Creating New Assets


Pipeline Workflow Overview

Creating a new asset and putting it into the game requires the following steps:

  1. Develop of original art asset
  2. Export assets into tilesheet compatible format (png image, or sequence of png images for animations)
  3. Compile individual images into tilesheet(s)
  4. Build tilesheet metadata file
  5. Build animation metadata file (if doing animation)
  6. Create an entity that uses the asset
  7. Put the entity into a map (to test)
  8. Load the map into a game to test

 

Pipeline step-by-step

1. Develop original art

 
How original art is developed is entirely up to the artists. The artist should just keep in mind that the art will have to be converted to PNG to work in the game engine.
 

2. Export to tilesheet compatible format


  1. Images must be exported to a format supported by firmament engine. PNG and JPEG are supported, but only PNG has alpha channels, so PNG is the recommended format.
  2. Images should be organized in directories, one directory for one tilesheet. This makes the next step easy.

 

3. Compile individual images into tilesheet(s)

This step can still be done but is no longer required. Firmament will now dynamically create tilesheets on the fly if you don't generate them before-hand.

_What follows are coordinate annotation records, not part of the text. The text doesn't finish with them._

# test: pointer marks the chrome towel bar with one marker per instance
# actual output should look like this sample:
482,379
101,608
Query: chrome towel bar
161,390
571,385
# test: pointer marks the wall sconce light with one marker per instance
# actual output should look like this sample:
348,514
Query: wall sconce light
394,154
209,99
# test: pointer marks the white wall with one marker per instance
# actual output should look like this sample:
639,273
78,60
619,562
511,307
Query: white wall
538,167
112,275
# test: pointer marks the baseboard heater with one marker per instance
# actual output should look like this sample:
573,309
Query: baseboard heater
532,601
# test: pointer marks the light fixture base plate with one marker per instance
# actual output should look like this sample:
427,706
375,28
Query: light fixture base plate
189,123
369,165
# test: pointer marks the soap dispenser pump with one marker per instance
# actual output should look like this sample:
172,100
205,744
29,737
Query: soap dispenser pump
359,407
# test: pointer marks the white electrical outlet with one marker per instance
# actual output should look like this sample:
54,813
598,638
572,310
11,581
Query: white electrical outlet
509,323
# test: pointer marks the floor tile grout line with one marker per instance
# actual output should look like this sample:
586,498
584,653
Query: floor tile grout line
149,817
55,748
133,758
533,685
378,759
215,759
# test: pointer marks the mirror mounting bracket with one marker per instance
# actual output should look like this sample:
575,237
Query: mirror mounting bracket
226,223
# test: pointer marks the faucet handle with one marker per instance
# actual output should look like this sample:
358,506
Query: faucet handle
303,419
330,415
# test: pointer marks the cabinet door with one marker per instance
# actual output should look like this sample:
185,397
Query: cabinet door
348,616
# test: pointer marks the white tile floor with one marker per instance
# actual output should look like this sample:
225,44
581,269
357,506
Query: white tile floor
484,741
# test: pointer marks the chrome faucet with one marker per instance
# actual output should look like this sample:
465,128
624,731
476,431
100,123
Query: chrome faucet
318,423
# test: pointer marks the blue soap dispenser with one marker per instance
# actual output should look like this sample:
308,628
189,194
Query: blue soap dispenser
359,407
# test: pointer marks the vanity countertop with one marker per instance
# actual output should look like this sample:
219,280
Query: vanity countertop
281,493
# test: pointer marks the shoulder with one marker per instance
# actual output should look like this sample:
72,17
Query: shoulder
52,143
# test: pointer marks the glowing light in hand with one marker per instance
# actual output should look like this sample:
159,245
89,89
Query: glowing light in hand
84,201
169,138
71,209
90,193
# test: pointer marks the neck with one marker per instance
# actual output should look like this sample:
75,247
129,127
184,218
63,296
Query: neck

The rest is left here for those wishing to improve loading performance by pre-generating tilesheets.

 

This can be done manually, but it is recommended that you use a tool like TexturePacker (http://www.codeandweb.com/texturepacker) for this. Firmament comes with an exporter for texture packer.
 

Setting up TexturePacker

After TexturePacker is installed, you will need to tell it where to find the firmament plugin. These instructions assume you already have firmament engine somewhere.
 
 

  1. Open TexturePacker
  2. Open TexturePacker preferences
  3. Find the ‘Exporter Directory’ box
  4. Click the ‘...’ button and navigate to your firmament folder.
  5. navigate to the following folder: Firmament/tools/ 3rdPartySupport/texturePacker and hit ‘select’ or ‘choose’ depending on your system.
  6. Hit ‘ok’ to save your changes.
  7. in the ‘Output’ pane on the left, you should now see ‘Firmament Engine’ as an option in the ‘Data Format’ dropdown. If you do, then all is well!

 

Building Tilesheets With TexturePacker

Building tilesheets and their metadata is very easy with TexturePacker.

  1. Open TexturePacker
  2. If you are creating a new tilesheet, follow steps 2-
  3. In the output pane on the left, select ‘Firmament Game Engine’ in the data format dropdown.
    1.  
  4. In the data file box, navigate to the tilesheets folder for your project (configs/tilesheets) and enter a name for the new tilesheet.
  5. select PNG as the texture format.
  6. in the texture file box, navigate to your project’s tilesheet folder (assets/tilesheets) and enter a name for the tilesheet.
  7. Drag the folder contianing the images into TexturePacker. You should then see the images show up on the right, and in the tilesheet. 
    1.  
  8. Hit the publish button . This will generate the tilesheet and metadata files in the specified locations.
  9. Hit the save button  to save this tilesheet’s configuration (sourceAssets/texturePacker is usally where these are kept in the project)

 
 

4. Build Tilesheet Metadata File

If you are using TexturePacker, it does this for you so you have nothing to do for this step.
 

5. Build Animation Metadata File

If you are not doing animation, skip this.
Firmament uses tiles from tilesheets for its animations. In order for this to work, Firmament needs to know which tiles in a tilesheet make up the animation, what sequence they should appear, and the amount of time between each frame. Tilesheet metadata files do this.
 
To create a new tilesheet metadata file:

  1. Find your project’s tilesheet metadata folder (config/tilesheets by default)
  2. Create a new file called [NameOfTilesheet].json in that folder
  3. Open that file up in a text editor, and put in something like this (this example is from the example project, and is a spinning globe):

    {
     tilesheetFile:"config/tilesheets/earthAnimation.json"
     ,frames:[
      "globe_1"
      ,"globe_2"
      ,"globe_3"
      ,"globe_4"
      ,"globe_5"
      ,"globe_6"
      ,"globe_7"
      ,"globe_8"
      ,"globe_9"
      ,"globe_10"
      ,"globe_11"
      ,"globe_12"
      ,"globe_13"
      ,"globe_14"
      ,"globe_15"
      ,"globe_16"
      ,"globe_17"
      ,"globe_18"
     ]
     ,timeBetweenFrames:0.1
    }
  4. You’ll want to change the data here of course:
    1. Set the tilesheetFile to the name of the tilesheet file the animation frames are in.
    2. the ‘frames’ list should contain the tilesheet labels for each frame. The frames will be animated in the order they are listed here.
    3. set ‘timeBetweenFrames’ to the number of seconds (or a fraction of a second) to wait between frames.